75% of executives told Future Forum they want to work from the office 3-5 days a week, whereas only a third (34%) of less senior employees wanted the same. Such severe difference of opinion about working must be acknowledged by executives. If they focus on developing ‘post-pandemic’ policies with very limited employee input, they risk losing further scores of their workforce to disconnection.

The ‘executive-employee disconnect’ further feeds into issues around employee wellbeing: fewer than 1 in 4 US professionals in 2022 feel their employers care about their wellbeing according to Gallup's recent findings. Employers who show a lack of understanding and awareness when it comes to the wellbeing of their employees are going to find those employees far more likely to disconnect both their workload and workplace. 

Counter-offers Rife

As the US jobs market remains largely robust employers are still nervous about losing employees and offering disengaged employees pay hikes to retain them.

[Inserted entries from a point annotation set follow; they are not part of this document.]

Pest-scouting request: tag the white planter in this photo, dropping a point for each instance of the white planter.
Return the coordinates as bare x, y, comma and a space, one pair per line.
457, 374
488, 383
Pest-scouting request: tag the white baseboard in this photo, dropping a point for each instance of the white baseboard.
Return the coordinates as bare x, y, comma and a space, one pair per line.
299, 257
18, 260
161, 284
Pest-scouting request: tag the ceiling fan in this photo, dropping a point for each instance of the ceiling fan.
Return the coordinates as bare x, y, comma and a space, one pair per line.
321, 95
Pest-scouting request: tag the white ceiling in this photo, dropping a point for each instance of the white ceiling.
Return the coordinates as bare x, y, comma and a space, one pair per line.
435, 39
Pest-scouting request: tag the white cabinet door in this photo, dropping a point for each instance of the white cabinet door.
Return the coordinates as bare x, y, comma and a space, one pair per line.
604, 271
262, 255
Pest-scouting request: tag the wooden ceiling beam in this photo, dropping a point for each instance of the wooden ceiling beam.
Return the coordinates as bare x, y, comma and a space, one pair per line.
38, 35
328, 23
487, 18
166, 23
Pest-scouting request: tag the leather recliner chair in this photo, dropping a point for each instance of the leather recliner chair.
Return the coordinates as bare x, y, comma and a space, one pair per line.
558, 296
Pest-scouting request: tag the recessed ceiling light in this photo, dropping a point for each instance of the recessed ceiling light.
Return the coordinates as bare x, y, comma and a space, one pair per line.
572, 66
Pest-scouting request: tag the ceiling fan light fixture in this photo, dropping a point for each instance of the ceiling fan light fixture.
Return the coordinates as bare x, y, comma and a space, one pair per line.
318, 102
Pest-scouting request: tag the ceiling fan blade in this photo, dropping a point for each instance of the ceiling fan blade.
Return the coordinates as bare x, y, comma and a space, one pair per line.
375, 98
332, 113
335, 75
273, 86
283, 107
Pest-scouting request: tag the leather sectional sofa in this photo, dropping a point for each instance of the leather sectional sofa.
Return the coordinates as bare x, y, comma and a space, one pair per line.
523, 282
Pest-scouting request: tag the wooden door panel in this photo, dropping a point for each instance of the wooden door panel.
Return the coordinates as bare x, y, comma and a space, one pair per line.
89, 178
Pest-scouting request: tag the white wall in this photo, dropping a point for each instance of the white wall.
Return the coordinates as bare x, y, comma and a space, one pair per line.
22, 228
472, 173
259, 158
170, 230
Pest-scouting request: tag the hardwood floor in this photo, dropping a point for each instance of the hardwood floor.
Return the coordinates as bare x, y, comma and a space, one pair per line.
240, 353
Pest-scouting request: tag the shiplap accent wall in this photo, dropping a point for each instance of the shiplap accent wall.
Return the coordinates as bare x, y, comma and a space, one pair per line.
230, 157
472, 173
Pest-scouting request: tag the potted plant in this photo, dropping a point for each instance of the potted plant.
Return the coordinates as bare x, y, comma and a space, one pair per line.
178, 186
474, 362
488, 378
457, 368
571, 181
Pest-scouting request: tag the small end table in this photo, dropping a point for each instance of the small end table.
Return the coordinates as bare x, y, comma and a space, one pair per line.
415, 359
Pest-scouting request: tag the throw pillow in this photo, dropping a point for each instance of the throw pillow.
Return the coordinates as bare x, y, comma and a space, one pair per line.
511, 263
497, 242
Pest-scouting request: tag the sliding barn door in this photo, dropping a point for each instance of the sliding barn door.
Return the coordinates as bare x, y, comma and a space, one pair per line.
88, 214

Annual wage increases of +4.8% in the US this year have surpassed earlier predictions. A survey by Pearl Meyer found a quarter of employers offering wage increases over +6% in attempts to retain staff. Despite such wage increases employers cannot keep up with the soaring rate of inflation.

Peter adds, “Despite many employers raising wages to increase engagement and retention, this really is a short-term remedy especially as inflation and the cost-of-living continue to climb."

“Much greater focus needs to be given to the wider topic of employee engagement - which should no longer be considered as a ‘buzz word’ or an intangible, immeasurable HR concept that is a ‘nice to have’.

“Developing an engaged workforce where engagement is workplace ritual rather than a tick-box for employers is of paramount importance. Employee engagement is a key driver of motivation, commitment, and productivity in the workplace – in a business sense employers need to appreciate that it really does impact the bottom line.”